A recent resource for performing GSEA-style analyses in R is from the
just-concluded Biocondcutor course (http://bioconductor.org ->
Workshops -> 2007 -> Introduction to Bioconductor -> GSEA ->
GSEA_Lecture.pdf. The main variant is that at step 3, non-specific
filtering, you'll use your Broad collections

> library(GSEABase)
> fl <- system.file("extdata", "Broad.xml", package="GSEABase")
> gsc <- getBroadSets(fl)

(not very big collection, just two sets!).

If you have identified the particular collections you'd like to work
with, then in an ideal world you'd be able to do something like

> gsc <- getBroadSets(asBroadUri(c('chr16q', 'GNF2_ZAP70'))

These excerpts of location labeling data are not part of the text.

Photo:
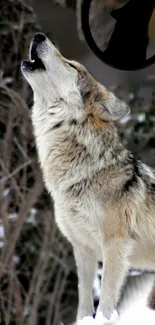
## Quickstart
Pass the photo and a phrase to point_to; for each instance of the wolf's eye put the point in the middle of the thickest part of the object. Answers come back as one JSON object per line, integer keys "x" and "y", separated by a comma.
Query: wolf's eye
{"x": 72, "y": 66}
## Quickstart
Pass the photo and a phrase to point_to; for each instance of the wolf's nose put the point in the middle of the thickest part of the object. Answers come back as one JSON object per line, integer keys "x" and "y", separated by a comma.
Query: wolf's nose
{"x": 39, "y": 37}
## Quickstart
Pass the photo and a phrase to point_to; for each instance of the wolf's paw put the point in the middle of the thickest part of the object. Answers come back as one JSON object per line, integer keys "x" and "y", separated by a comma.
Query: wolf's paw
{"x": 100, "y": 319}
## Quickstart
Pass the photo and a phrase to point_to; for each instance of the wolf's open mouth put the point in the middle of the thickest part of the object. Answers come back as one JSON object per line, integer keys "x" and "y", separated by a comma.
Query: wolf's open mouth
{"x": 34, "y": 62}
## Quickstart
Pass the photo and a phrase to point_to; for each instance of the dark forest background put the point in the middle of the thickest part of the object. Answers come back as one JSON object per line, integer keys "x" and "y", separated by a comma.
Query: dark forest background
{"x": 37, "y": 268}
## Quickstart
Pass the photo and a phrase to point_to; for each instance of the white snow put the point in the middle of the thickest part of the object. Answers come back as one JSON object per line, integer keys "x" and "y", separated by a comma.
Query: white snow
{"x": 134, "y": 316}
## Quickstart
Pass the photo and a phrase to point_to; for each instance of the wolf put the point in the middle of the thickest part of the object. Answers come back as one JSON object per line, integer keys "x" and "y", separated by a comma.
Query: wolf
{"x": 104, "y": 198}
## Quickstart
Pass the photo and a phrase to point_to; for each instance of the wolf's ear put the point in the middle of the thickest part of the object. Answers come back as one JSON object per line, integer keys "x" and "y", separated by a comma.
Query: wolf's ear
{"x": 112, "y": 109}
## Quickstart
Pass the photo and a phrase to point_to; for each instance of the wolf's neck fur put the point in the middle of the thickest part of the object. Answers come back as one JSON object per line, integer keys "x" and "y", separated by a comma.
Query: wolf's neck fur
{"x": 72, "y": 151}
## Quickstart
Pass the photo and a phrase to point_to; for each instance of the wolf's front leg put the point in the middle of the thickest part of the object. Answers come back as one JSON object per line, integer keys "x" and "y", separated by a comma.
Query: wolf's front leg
{"x": 86, "y": 263}
{"x": 115, "y": 267}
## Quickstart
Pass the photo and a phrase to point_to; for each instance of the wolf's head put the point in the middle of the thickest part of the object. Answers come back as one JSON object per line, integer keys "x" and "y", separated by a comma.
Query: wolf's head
{"x": 57, "y": 81}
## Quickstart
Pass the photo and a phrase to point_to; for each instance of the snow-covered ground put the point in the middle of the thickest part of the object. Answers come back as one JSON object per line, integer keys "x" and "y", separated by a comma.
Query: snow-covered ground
{"x": 134, "y": 316}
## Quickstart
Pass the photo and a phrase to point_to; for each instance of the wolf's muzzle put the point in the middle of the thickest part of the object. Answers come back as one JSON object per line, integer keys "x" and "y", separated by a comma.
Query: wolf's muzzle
{"x": 34, "y": 62}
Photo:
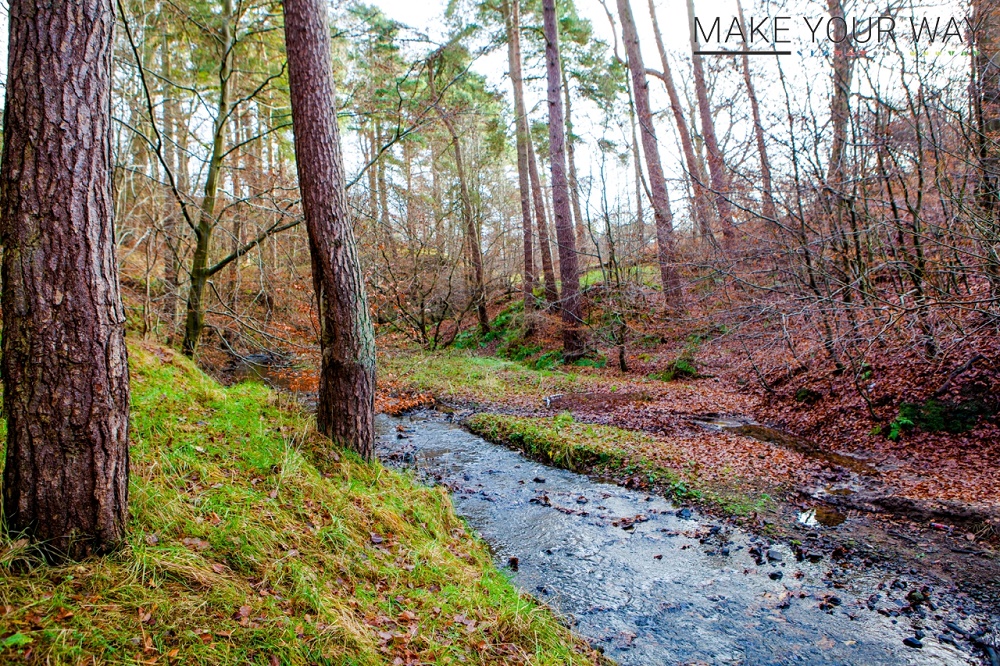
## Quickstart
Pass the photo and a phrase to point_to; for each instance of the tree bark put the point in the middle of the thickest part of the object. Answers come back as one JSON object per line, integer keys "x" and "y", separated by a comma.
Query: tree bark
{"x": 696, "y": 172}
{"x": 716, "y": 164}
{"x": 758, "y": 129}
{"x": 986, "y": 103}
{"x": 659, "y": 196}
{"x": 512, "y": 18}
{"x": 65, "y": 369}
{"x": 574, "y": 185}
{"x": 195, "y": 320}
{"x": 544, "y": 246}
{"x": 346, "y": 409}
{"x": 573, "y": 339}
{"x": 472, "y": 236}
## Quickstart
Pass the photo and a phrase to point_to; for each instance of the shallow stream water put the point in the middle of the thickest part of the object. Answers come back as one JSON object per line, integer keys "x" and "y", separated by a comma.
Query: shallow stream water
{"x": 649, "y": 583}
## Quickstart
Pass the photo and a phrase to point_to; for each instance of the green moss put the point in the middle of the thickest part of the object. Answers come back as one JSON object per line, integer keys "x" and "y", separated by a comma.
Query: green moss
{"x": 612, "y": 452}
{"x": 251, "y": 542}
{"x": 937, "y": 415}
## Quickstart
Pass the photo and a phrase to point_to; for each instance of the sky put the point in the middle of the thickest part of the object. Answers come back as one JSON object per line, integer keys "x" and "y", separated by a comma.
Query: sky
{"x": 807, "y": 70}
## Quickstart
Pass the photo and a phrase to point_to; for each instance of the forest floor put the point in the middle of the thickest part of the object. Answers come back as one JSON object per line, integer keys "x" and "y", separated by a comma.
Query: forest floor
{"x": 250, "y": 543}
{"x": 697, "y": 441}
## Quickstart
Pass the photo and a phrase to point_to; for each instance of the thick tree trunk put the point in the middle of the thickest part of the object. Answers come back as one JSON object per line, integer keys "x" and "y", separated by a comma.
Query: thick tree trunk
{"x": 346, "y": 409}
{"x": 573, "y": 338}
{"x": 758, "y": 129}
{"x": 696, "y": 172}
{"x": 512, "y": 17}
{"x": 544, "y": 246}
{"x": 716, "y": 164}
{"x": 65, "y": 371}
{"x": 662, "y": 214}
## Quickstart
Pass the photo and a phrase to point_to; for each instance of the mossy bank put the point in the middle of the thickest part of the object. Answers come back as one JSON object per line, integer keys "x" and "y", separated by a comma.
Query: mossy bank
{"x": 250, "y": 542}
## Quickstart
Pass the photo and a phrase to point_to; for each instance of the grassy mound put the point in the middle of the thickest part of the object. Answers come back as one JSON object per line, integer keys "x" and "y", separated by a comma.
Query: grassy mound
{"x": 632, "y": 458}
{"x": 251, "y": 543}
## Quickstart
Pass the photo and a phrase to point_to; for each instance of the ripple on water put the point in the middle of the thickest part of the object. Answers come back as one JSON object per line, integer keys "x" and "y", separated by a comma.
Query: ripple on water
{"x": 666, "y": 589}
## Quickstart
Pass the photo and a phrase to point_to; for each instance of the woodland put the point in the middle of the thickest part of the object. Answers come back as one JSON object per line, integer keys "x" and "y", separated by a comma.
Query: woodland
{"x": 245, "y": 240}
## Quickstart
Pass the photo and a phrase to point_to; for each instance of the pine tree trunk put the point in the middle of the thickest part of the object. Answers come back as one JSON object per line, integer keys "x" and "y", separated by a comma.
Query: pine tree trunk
{"x": 758, "y": 130}
{"x": 573, "y": 338}
{"x": 716, "y": 164}
{"x": 986, "y": 104}
{"x": 195, "y": 320}
{"x": 346, "y": 409}
{"x": 472, "y": 235}
{"x": 544, "y": 246}
{"x": 65, "y": 371}
{"x": 574, "y": 185}
{"x": 662, "y": 214}
{"x": 696, "y": 171}
{"x": 512, "y": 16}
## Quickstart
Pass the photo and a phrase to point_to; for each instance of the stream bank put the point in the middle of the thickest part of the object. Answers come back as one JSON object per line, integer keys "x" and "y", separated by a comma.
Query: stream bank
{"x": 649, "y": 582}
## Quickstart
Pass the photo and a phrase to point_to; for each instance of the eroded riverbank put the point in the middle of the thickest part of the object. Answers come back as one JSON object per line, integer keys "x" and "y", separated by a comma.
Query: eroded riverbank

to retrieve these sets from the Broad website. Unfortunately, the
Broad changed their DB access to not export the XML required by
getBroadSets; they are in the process of re-enabling that export
service, and getBroadSets will work when that ability is restored. In
the mean time, you can visit the Broad site, register, and then
download and extract

http://www.broad.mit.edu/gsea/resources/files_to_download_locally_on_firewall_issues.zip

You'll then be able to

gsc <- getBroadSets("path/to/msigdb_v2.xml")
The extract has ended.